I've been watching the bug bounty space implode over the past six months. Google killed AI-generated reports in March. HackerOne paused the Internet Bug Bounty the same month. Node.js suspended their rewards program. Curl ended theirs entirely in January.
The culprit? AI-generated "slop" reports flooding security teams with garbage. We're talking about thousands of fake vulnerability reports that look legitimate on first glance but offer zero real insight. It's breaking the economics that made bug bounty programs viable in the first place.

Here's what happened. ChatGPT and similar models made it trivial for anyone to generate vulnerability reports. Feed the AI some documentation, ask it to find security flaws, and boom — you've got reports that sound technical enough to fool initial screening.
The volume is insane. Security teams that used to process dozens of legitimate reports weekly are now drowning in hundreds of AI-generated submissions daily. Most are complete garbage — fake functions, made-up attack vectors, or rehashed common vulnerabilities with no actual proof of concept.
My contacts at several major tech companies tell me they're spending more time rejecting fake reports than actually fixing real vulnerabilities. That's backwards.
Security teams are reporting 10x more submissions with 80% being AI-generated low-quality reports that require human hours to evaluate and reject.
Don't get me wrong — AI can find real vulnerabilities. Aisle's AI system just discovered 12 previously unknown flaws in OpenSSL, one of the most audited security libraries on the internet. That's legitimate breakthrough work that outperformed traditional researchers.
But here's the difference: that was a sophisticated AI system operated by experts who verified every finding. The slop flooding bounty programs comes from script kiddies running basic prompts through consumer AI models.
The AI-generated reports I've reviewed are laughably bad once you know what to look for:
“We're spending more time rejecting fake reports than actually fixing real vulnerabilities. The signal-to-noise ratio has completely collapsed.”

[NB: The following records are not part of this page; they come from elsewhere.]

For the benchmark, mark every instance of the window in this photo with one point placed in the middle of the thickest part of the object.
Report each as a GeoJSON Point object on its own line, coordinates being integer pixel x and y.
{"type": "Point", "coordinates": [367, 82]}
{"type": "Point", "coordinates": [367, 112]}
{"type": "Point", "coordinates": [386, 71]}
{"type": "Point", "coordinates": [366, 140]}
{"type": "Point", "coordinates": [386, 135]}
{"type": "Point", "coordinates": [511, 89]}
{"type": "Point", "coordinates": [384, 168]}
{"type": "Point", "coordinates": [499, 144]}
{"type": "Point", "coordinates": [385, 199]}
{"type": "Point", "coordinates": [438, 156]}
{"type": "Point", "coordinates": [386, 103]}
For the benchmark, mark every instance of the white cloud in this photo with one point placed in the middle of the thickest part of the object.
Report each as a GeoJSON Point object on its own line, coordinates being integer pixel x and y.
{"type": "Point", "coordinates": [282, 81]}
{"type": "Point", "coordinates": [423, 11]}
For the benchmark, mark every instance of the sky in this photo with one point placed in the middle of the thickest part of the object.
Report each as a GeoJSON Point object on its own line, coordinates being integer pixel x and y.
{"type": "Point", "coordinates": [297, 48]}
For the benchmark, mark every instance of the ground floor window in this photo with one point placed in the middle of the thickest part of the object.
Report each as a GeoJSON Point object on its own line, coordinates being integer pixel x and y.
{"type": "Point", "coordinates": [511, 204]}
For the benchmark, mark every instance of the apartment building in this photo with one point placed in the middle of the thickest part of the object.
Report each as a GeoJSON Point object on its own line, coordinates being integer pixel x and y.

Bug bounty programs worked because they created a market where skilled researchers could make decent money finding real vulnerabilities. Companies got quality security research, researchers got paid, everyone won.
AI spam broke this model. When security teams spend 80% of their time filtering garbage, they can't properly evaluate or reward legitimate findings. Real researchers get frustrated waiting weeks for responses to quality reports while AI-generated junk clogs the pipeline.
I'm seeing legitimate security researchers give up on certain platforms entirely. Why submit to programs that might take months to respond when they're drowning in AI slop?

Companies are fighting back with various strategies. Google now explicitly bans AI-generated reports and uses detection algorithms to flag suspicious submissions. HackerOne is implementing reputation systems that prioritize researchers with track records of quality findings.
Some platforms are requiring proof-of-concept code or video demonstrations before accepting reports. Others are moving to invitation-only programs for vetted researchers.
But these fixes create new problems. Stricter verification slows down legitimate research. Invitation-only programs exclude newcomers who might find real bugs. It's a balancing act with no perfect answer.
Security teams are using linguistic analysis, submission patterns, and technical depth scoring to identify AI-generated reports, but determined spammers are adapting quickly.
I think we're seeing a fundamental shift in how security research gets done. The open-door model of traditional bug bounty programs is dying, replaced by more exclusive, relationship-based arrangements.
Companies are moving toward direct relationships with proven researchers, private programs, and automated scanning tools. The democratization that made bug bounties appealing is getting rolled back because AI made it too easy to game the system.
For legitimate security researchers, this means building reputation matters more than ever. Quality over quantity. Detailed analysis over mass submissions. The researchers adapting to this new reality will thrive — those still trying to play the old volume game will get filtered out with the AI spam.
The irony? AI might eventually make software more secure by finding vulnerabilities faster than humans ever could. But first, it's breaking the very programs designed to incentivize that security research. Sometimes progress looks a lot like chaos.